Rather than attempting the impossible task of modeling the entire SQLite system, the team focused on the C API. Since the C API is well-documented and serves as the primary interface for most SQLite drivers, modeling it provided a high-leverage point for coverage. This approach allowed the team to use the API specification as a source of truth to verify both the model and the actual implementation.

The "Quinting" Process

The methodology for finding bugs was a repetitive, four-step cycle:

1. Model the Contract: Identify a documented SQLite C API contract and model the necessary state and properties in Quint.
2. Generate Traces: Use Quint to generate a sequence of states (traces) that could potentially violate the contract.
3. Execute: Translate these traces into a small C program and run them against SQLite.
4. Compare: Compare the observed behavior of the system against the documented result.

When the model checker identifies a failure, it produces a counter-example—a specific sequence of states that leads to the violation. While many of these counter-examples simply validated that the model was correct, others revealed that the system was deviating from its own specification.

Case Study: sqlite3_deserialize()

One prominent example involved the sqlite3_deserialize() function, which allows a serialized database image to be loaded into a connection as an in-memory database.

According to the specification, sqlite3_deserialize() should return SQLITE_BUSY if the target database is currently in a read transaction or involved in a backup operation. The Quint model generated a trace with the following sequence:

1. Open database $\rightarrow$ Create table $\rightarrow$ Serialize database.
2. Start reading from the database.
3. Call sqlite3_deserialize() while the read transaction is active.

While the expectation was a SQLITE_BUSY return code, the actual result was a system crash. Because crashes are almost never the intended behavior, this provided immediate confirmation that the bug existed in the implementation, not the model. This issue was subsequently fixed in the SQLite source.

Results and Findings

The exploration with Quint was highly productive, uncovering a wide array of bugs ranging from logic errors in optimizations to critical crashes.

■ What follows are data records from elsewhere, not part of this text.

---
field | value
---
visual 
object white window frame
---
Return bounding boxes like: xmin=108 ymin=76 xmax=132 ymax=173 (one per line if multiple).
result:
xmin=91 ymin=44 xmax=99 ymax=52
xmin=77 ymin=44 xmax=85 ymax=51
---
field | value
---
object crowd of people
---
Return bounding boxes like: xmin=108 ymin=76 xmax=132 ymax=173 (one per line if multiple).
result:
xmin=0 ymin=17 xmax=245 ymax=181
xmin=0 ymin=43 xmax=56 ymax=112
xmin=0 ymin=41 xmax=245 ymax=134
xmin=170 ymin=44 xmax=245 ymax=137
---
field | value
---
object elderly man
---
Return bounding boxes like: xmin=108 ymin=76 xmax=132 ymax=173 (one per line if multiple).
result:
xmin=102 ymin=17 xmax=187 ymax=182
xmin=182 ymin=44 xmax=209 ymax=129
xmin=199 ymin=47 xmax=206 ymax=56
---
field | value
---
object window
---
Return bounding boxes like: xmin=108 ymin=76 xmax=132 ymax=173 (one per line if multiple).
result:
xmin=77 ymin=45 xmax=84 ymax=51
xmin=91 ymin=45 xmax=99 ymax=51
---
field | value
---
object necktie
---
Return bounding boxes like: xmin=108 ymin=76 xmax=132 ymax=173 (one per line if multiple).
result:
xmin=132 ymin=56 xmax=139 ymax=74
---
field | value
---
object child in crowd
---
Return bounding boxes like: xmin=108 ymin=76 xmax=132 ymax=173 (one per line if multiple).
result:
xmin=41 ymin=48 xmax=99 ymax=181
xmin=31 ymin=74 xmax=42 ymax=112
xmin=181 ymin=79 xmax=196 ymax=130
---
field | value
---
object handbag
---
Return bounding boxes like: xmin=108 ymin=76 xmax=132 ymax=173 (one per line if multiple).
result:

Key findings included:

• Optimization Failures: Issues where EXISTS-to-join optimizations incorrectly applied LIMIT/OFFSET or lost outer correlation, filtering out valid rows.
• Constraint Violations: Bugs where quoted constraint names became undroppable or where xfer optimizations bypassed check constraints, leading to inconsistent databases.
• Stability Issues: Crashes occurring during ALTER ADD CHECK on internal tables or NULL pzErr crashes in sqlite3changegroup_change_finish().
• Memory and Alignment: Undefined behavior related to sqlite3_mutex 128-byte alignment.

Conclusion

SQLite is one of the most thoroughly tested pieces of software in existence. Yet, by applying formal methods through Quint, Turso was able to find bugs that had evaded decades of traditional testing disciplines.

By translating formal traces into executable C programs, Turso not only hardened its own implementation but contributed significantly to the stability of the wider SQLite ecosystem. This demonstrates that formal methods, when applied to specific, well-defined interfaces like a C API, are a powerful tool for modern software reliability.